Kjærsti Thorsteinsen has a strong background in psychology, holding a PhD in Psychology (2018) as well as a Bachelor’s and Master’s degree in Psychology (2006, 2009) from UiT The Arctic University of Norway. In addition, she holds a Bachelor’s degree in Business Administration (2014). Following her PhD, she completed a three-year postdoctoral fellowship at UiT (2019–2022), focusing on the relationship between voluntary engagement and wellbeing.
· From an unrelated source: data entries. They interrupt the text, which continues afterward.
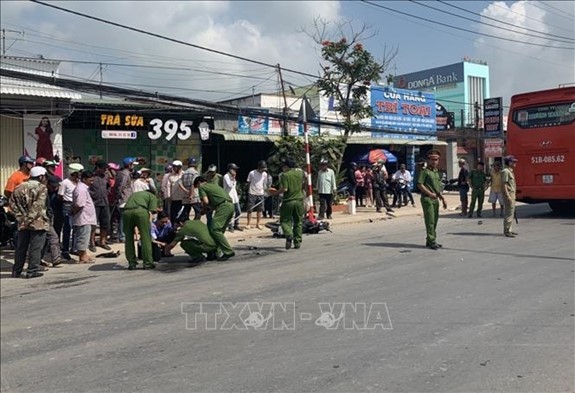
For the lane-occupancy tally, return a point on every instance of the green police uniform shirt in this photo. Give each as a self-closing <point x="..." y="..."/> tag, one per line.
<point x="292" y="181"/>
<point x="197" y="229"/>
<point x="142" y="199"/>
<point x="508" y="179"/>
<point x="431" y="180"/>
<point x="477" y="179"/>
<point x="216" y="194"/>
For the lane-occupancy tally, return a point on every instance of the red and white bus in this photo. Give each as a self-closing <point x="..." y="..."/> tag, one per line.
<point x="541" y="135"/>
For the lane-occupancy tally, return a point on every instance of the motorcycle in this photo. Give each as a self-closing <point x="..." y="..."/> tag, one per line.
<point x="8" y="224"/>
<point x="307" y="227"/>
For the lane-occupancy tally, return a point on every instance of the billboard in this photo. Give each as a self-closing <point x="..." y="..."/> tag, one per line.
<point x="428" y="79"/>
<point x="493" y="117"/>
<point x="408" y="111"/>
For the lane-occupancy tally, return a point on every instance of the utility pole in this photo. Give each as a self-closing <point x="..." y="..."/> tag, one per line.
<point x="285" y="109"/>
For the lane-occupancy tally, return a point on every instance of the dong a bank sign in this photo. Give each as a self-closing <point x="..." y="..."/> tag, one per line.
<point x="428" y="79"/>
<point x="410" y="112"/>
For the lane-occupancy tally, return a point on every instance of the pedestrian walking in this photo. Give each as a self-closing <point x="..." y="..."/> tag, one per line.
<point x="216" y="198"/>
<point x="463" y="185"/>
<point x="230" y="186"/>
<point x="496" y="189"/>
<point x="326" y="188"/>
<point x="429" y="183"/>
<point x="509" y="190"/>
<point x="292" y="183"/>
<point x="28" y="202"/>
<point x="477" y="182"/>
<point x="257" y="181"/>
<point x="138" y="214"/>
<point x="83" y="216"/>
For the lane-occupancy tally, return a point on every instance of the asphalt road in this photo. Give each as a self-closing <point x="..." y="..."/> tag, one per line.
<point x="484" y="314"/>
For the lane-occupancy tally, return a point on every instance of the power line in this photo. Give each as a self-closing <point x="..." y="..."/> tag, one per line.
<point x="169" y="38"/>
<point x="496" y="20"/>
<point x="462" y="29"/>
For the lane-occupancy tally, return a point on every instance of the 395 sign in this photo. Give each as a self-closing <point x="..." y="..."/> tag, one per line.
<point x="170" y="128"/>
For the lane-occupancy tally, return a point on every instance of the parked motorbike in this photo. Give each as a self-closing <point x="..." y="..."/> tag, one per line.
<point x="307" y="227"/>
<point x="8" y="224"/>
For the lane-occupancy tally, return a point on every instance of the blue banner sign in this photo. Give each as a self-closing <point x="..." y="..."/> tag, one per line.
<point x="411" y="112"/>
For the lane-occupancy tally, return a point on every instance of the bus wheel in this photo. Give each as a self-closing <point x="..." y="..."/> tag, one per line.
<point x="563" y="207"/>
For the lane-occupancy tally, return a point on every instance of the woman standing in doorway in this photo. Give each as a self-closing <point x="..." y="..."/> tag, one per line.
<point x="42" y="137"/>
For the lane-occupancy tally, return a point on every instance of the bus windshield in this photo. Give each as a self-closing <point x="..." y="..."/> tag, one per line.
<point x="545" y="115"/>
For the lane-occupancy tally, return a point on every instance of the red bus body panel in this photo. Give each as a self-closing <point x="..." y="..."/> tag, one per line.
<point x="546" y="167"/>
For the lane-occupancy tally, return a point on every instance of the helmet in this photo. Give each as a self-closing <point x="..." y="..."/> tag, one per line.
<point x="126" y="161"/>
<point x="25" y="159"/>
<point x="37" y="171"/>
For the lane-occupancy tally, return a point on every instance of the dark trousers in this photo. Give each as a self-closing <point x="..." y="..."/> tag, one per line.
<point x="29" y="243"/>
<point x="66" y="227"/>
<point x="325" y="201"/>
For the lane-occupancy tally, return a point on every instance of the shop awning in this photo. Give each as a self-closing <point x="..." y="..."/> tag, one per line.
<point x="19" y="87"/>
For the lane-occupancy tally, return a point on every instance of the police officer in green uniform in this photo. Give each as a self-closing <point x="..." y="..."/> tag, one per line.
<point x="509" y="190"/>
<point x="477" y="181"/>
<point x="138" y="214"/>
<point x="429" y="183"/>
<point x="196" y="240"/>
<point x="217" y="199"/>
<point x="291" y="210"/>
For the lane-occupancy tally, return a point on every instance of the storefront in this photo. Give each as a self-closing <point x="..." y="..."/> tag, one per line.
<point x="155" y="135"/>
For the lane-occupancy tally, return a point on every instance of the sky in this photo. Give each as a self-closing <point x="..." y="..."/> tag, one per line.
<point x="277" y="32"/>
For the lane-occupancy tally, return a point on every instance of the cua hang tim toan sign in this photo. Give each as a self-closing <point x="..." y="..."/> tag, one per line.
<point x="412" y="113"/>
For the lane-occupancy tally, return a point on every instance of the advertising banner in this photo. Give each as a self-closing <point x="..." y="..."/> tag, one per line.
<point x="412" y="112"/>
<point x="493" y="117"/>
<point x="493" y="147"/>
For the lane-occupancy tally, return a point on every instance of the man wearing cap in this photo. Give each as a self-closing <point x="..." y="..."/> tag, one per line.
<point x="138" y="214"/>
<point x="463" y="185"/>
<point x="19" y="176"/>
<point x="83" y="216"/>
<point x="217" y="199"/>
<point x="190" y="199"/>
<point x="292" y="183"/>
<point x="477" y="182"/>
<point x="99" y="193"/>
<point x="257" y="180"/>
<point x="429" y="183"/>
<point x="65" y="195"/>
<point x="123" y="190"/>
<point x="230" y="183"/>
<point x="509" y="190"/>
<point x="28" y="202"/>
<point x="195" y="239"/>
<point x="326" y="187"/>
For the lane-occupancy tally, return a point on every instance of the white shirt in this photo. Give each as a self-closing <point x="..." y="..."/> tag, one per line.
<point x="258" y="180"/>
<point x="66" y="189"/>
<point x="230" y="187"/>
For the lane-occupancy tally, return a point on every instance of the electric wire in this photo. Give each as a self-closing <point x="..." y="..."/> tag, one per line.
<point x="462" y="29"/>
<point x="571" y="39"/>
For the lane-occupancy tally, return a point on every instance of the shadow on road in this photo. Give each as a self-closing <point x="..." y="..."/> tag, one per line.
<point x="395" y="245"/>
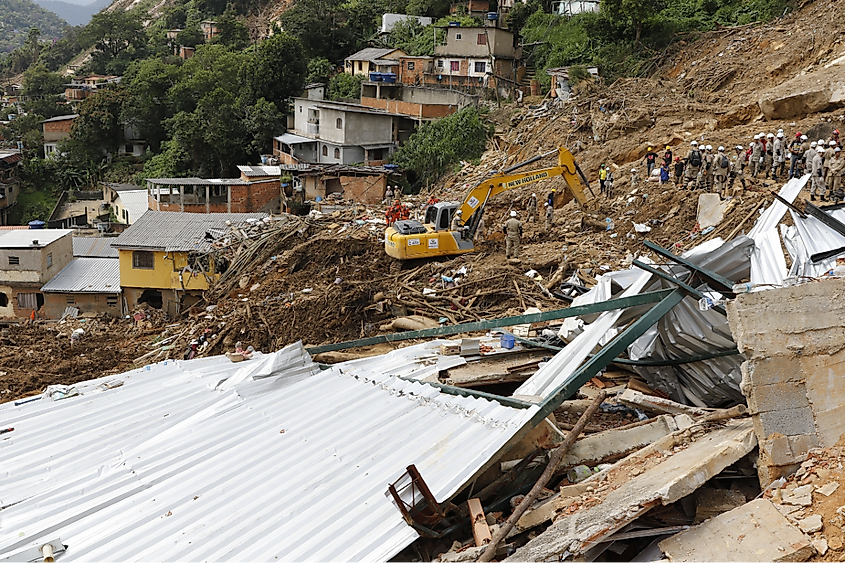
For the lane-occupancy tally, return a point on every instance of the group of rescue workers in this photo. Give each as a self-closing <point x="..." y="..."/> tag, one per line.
<point x="717" y="170"/>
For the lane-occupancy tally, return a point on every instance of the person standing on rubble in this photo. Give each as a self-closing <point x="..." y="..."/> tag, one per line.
<point x="809" y="155"/>
<point x="650" y="159"/>
<point x="531" y="208"/>
<point x="721" y="164"/>
<point x="778" y="156"/>
<point x="694" y="161"/>
<point x="602" y="177"/>
<point x="667" y="156"/>
<point x="828" y="156"/>
<point x="679" y="172"/>
<point x="769" y="154"/>
<point x="818" y="176"/>
<point x="795" y="155"/>
<point x="836" y="167"/>
<point x="513" y="232"/>
<point x="756" y="158"/>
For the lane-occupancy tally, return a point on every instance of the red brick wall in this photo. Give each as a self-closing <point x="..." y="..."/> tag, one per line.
<point x="364" y="189"/>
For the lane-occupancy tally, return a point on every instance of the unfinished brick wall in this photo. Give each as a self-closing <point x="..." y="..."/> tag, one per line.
<point x="794" y="373"/>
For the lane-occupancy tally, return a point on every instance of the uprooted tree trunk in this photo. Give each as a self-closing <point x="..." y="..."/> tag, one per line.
<point x="554" y="461"/>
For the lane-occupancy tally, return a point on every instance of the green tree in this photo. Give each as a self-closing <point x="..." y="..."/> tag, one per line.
<point x="100" y="123"/>
<point x="38" y="81"/>
<point x="148" y="83"/>
<point x="275" y="72"/>
<point x="117" y="37"/>
<point x="319" y="70"/>
<point x="343" y="86"/>
<point x="437" y="145"/>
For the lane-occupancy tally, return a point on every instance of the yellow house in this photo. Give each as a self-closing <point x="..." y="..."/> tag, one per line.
<point x="166" y="259"/>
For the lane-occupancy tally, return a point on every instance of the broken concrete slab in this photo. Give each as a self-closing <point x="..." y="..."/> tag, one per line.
<point x="668" y="470"/>
<point x="613" y="443"/>
<point x="753" y="533"/>
<point x="794" y="346"/>
<point x="650" y="403"/>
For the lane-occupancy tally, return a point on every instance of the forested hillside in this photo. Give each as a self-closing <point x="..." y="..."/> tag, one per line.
<point x="17" y="17"/>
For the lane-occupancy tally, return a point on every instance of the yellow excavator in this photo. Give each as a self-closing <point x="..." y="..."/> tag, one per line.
<point x="410" y="239"/>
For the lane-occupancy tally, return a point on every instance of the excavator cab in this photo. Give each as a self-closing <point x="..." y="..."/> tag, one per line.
<point x="440" y="215"/>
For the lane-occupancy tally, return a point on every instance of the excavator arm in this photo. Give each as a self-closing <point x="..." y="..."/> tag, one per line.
<point x="566" y="167"/>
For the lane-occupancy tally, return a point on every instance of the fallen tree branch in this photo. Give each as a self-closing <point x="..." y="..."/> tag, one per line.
<point x="529" y="499"/>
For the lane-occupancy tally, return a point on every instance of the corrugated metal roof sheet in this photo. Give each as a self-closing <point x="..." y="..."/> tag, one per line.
<point x="137" y="202"/>
<point x="370" y="54"/>
<point x="94" y="247"/>
<point x="24" y="239"/>
<point x="196" y="182"/>
<point x="280" y="462"/>
<point x="86" y="275"/>
<point x="180" y="232"/>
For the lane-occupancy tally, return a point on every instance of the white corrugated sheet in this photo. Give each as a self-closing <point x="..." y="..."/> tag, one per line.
<point x="265" y="460"/>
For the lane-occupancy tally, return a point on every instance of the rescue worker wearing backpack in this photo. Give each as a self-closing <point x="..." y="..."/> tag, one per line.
<point x="694" y="160"/>
<point x="721" y="164"/>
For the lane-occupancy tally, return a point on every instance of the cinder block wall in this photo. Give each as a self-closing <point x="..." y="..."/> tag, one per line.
<point x="794" y="374"/>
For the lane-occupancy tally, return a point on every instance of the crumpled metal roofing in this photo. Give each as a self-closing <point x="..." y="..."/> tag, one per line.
<point x="266" y="460"/>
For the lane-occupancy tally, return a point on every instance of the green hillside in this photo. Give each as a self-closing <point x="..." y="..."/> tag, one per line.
<point x="17" y="17"/>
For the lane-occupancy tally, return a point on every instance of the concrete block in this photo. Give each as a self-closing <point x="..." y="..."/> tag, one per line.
<point x="767" y="371"/>
<point x="789" y="422"/>
<point x="753" y="533"/>
<point x="777" y="396"/>
<point x="830" y="426"/>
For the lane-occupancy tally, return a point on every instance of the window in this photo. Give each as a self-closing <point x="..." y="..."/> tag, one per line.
<point x="30" y="300"/>
<point x="143" y="260"/>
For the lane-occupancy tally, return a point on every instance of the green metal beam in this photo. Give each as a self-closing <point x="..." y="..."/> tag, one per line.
<point x="459" y="391"/>
<point x="606" y="355"/>
<point x="688" y="289"/>
<point x="718" y="282"/>
<point x="644" y="363"/>
<point x="610" y="305"/>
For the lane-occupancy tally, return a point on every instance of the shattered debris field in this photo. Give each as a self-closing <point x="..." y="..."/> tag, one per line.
<point x="656" y="378"/>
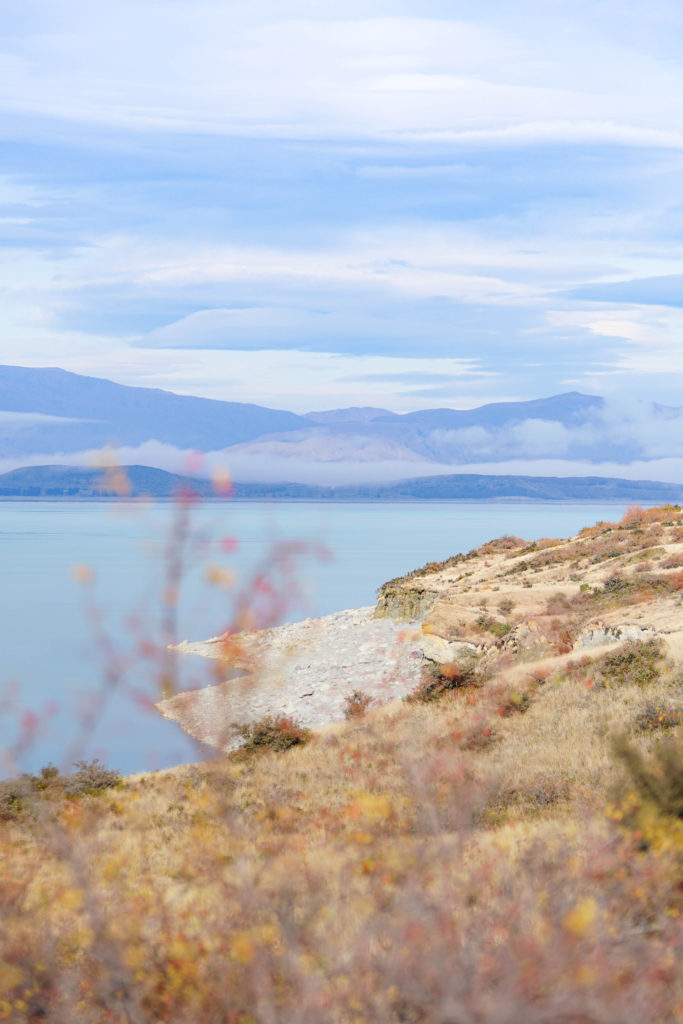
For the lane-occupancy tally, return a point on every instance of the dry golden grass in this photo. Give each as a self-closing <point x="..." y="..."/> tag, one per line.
<point x="481" y="858"/>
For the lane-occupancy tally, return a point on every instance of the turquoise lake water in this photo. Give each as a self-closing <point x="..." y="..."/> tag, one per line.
<point x="71" y="651"/>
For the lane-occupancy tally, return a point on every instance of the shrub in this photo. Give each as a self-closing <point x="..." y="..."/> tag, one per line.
<point x="488" y="625"/>
<point x="635" y="663"/>
<point x="440" y="679"/>
<point x="655" y="715"/>
<point x="658" y="779"/>
<point x="356" y="704"/>
<point x="14" y="798"/>
<point x="91" y="777"/>
<point x="272" y="732"/>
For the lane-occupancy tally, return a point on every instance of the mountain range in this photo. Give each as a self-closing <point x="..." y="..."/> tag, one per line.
<point x="76" y="482"/>
<point x="52" y="416"/>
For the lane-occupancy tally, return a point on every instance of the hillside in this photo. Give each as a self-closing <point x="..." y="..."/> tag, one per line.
<point x="506" y="845"/>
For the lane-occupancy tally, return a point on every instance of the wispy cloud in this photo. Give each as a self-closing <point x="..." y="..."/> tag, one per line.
<point x="493" y="190"/>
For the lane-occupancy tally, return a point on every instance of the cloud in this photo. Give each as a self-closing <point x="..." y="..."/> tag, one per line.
<point x="614" y="432"/>
<point x="666" y="291"/>
<point x="186" y="188"/>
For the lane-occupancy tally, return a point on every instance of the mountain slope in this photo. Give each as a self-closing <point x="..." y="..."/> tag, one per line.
<point x="110" y="413"/>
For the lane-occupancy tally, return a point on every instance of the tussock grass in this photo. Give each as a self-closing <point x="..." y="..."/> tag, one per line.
<point x="493" y="853"/>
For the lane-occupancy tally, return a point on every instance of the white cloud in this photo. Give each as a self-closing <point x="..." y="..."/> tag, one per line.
<point x="227" y="69"/>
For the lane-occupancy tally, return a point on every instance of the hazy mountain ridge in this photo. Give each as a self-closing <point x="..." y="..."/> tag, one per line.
<point x="91" y="414"/>
<point x="81" y="482"/>
<point x="112" y="413"/>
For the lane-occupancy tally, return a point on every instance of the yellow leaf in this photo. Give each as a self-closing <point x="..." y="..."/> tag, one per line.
<point x="582" y="918"/>
<point x="10" y="977"/>
<point x="242" y="948"/>
<point x="374" y="806"/>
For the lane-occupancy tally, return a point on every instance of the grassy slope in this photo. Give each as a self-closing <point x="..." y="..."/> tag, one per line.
<point x="482" y="857"/>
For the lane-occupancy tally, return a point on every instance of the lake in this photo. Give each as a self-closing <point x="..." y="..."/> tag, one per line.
<point x="88" y="587"/>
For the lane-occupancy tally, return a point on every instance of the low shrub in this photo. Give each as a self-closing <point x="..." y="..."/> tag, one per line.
<point x="637" y="662"/>
<point x="657" y="779"/>
<point x="657" y="715"/>
<point x="356" y="704"/>
<point x="272" y="732"/>
<point x="441" y="679"/>
<point x="90" y="778"/>
<point x="527" y="800"/>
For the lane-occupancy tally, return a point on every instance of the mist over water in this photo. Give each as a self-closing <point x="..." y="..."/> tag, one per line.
<point x="54" y="631"/>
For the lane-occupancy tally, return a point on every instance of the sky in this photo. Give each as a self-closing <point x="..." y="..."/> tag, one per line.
<point x="309" y="205"/>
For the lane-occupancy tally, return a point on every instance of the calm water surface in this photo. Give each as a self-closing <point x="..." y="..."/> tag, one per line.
<point x="59" y="638"/>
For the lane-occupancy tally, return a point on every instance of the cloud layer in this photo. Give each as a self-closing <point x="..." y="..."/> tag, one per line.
<point x="307" y="206"/>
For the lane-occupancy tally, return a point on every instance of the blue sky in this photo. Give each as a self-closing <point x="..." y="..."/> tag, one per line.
<point x="308" y="205"/>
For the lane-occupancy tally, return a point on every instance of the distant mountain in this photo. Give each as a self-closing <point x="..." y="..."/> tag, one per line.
<point x="47" y="413"/>
<point x="356" y="414"/>
<point x="94" y="413"/>
<point x="77" y="482"/>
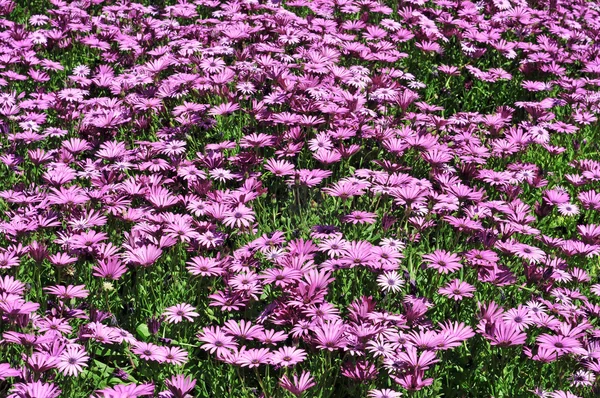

Her research has primarily addressed motivation, subjective experiences, and different dimensions of wellbeing and quality of life, with projects examining physical activity, goal attainment, volunteering, and charitable giving. More recently, her work has increasingly focused on issues highly relevant to children’s and adolescents’ mental health, but she has also contributed on projects on gender and masculinity, equality, violence in close relationships, refugee health, public health, and co-production in welfare and health services. These research areas reflect a strong interest in the social, psychological, and structural conditions that shape mental health and wellbeing throughout life.
Methodologically, Thorsteinsen’s main expertise lies in quantitative research. She has extensive experience with psychological experiments, (intensive) longitudinal designs (e.g., experience sampling), cross-sectional studies, RCTs and register-based data analyses—approaches that are particularly well suited to studying developmental processes and mental health trajectories in children and young people. She also has some experience with qualitative methods, which complements her quantitative work by enabling deeper insight into lived experiences.